Matt joined Kisbee as Chief Scientific Officer after serving as Senior Vice President and Division Head for Gene Therapy Research and Technical Operations at Astellas Gene Therapies. In this role, he managed a global team of approximately 350 individuals spread across North Carolina, California and Japan, responsible for leading the Astellas' pre-clinical gene therapy portfolio and all gene therapy manufacturing activities from project initiation through commercialization.
Mathew received a PhD in human genetics from the Johns Hopkins School of Medicine and conducted a post-doctoral fellowship at the Genomics Institute of the Novartis Research Foundation, publishing the first haplotype map of mouse inbred strains. After establishing his own laboratory at the Scripps Research Institute in Florida and acting as the director of its Genetics and Genomics Core Facility, Mathew joined Pfizer Global Research and Development, eventually serving as Director of Medical Genetics for Pfizer's Rare Disease Research Unit.

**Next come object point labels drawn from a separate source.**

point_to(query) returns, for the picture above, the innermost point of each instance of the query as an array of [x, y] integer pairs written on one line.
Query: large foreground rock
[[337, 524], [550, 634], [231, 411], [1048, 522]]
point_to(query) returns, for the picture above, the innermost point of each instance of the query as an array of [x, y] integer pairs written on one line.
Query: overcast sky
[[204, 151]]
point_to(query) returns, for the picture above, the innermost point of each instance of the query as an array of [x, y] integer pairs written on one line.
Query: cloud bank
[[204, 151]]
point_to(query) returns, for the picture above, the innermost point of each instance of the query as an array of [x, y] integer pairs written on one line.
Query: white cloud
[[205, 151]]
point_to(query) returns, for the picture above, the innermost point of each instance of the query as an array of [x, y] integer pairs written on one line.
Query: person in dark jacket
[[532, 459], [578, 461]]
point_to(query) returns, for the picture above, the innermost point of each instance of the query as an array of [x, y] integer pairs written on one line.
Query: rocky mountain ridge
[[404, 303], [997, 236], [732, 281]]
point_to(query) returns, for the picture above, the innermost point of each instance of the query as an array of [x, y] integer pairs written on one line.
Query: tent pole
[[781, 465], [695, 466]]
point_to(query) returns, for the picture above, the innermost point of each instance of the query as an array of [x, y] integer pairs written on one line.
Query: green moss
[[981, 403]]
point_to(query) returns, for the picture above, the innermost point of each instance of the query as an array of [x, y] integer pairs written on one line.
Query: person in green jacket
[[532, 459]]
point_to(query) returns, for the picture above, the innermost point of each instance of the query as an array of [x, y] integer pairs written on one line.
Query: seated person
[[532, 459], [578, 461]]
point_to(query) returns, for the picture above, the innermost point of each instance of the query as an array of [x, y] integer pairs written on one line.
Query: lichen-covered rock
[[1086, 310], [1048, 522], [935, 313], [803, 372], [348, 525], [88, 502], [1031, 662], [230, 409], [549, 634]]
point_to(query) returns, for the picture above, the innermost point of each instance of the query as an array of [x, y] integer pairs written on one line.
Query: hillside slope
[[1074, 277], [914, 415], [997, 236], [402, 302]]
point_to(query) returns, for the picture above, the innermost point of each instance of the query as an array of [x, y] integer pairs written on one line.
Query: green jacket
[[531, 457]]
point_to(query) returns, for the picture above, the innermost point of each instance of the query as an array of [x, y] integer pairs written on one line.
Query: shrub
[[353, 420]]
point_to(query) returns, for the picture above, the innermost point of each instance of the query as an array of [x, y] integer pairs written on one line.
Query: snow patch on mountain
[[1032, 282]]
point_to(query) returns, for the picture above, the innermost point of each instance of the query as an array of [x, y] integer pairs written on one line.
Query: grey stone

More recently, Mathew served as the Chief Science Officer for Autism Speaks, the world's largest advocacy and research organization for autism. As part of this role, he led MSSNG, a collaboration between Autism Speaks, Google and the Hospital for Sick Children, to make available in an open-access database more than 10,000 whole genome sequences from families with autism. Prior to arriving at Astellas Gene Therapies, he served as the Head of Rare Disease directing early development and research activities for rare neuromuscular, neurodevelopmental, ophthalmological, neurodegenerative, and hematopoietic diseases including Angelman syndrome, spinal muscular atrophy, choroideremia, spinocerebellar ataxia, and Huntington disease. He has also founded the RDH12 Fund for Sight, a non-profit organization devoted to the development of a gene therapy for a genetic form of Leber Congenital Amaurosis, a congenital blinding disorder; is a board member of Odylia Therapeutics, a non-profit enterprise focused on developing gene therapies for ultra-rare diseases; and holds an adjunct faculty appointment with the University of North Carolina.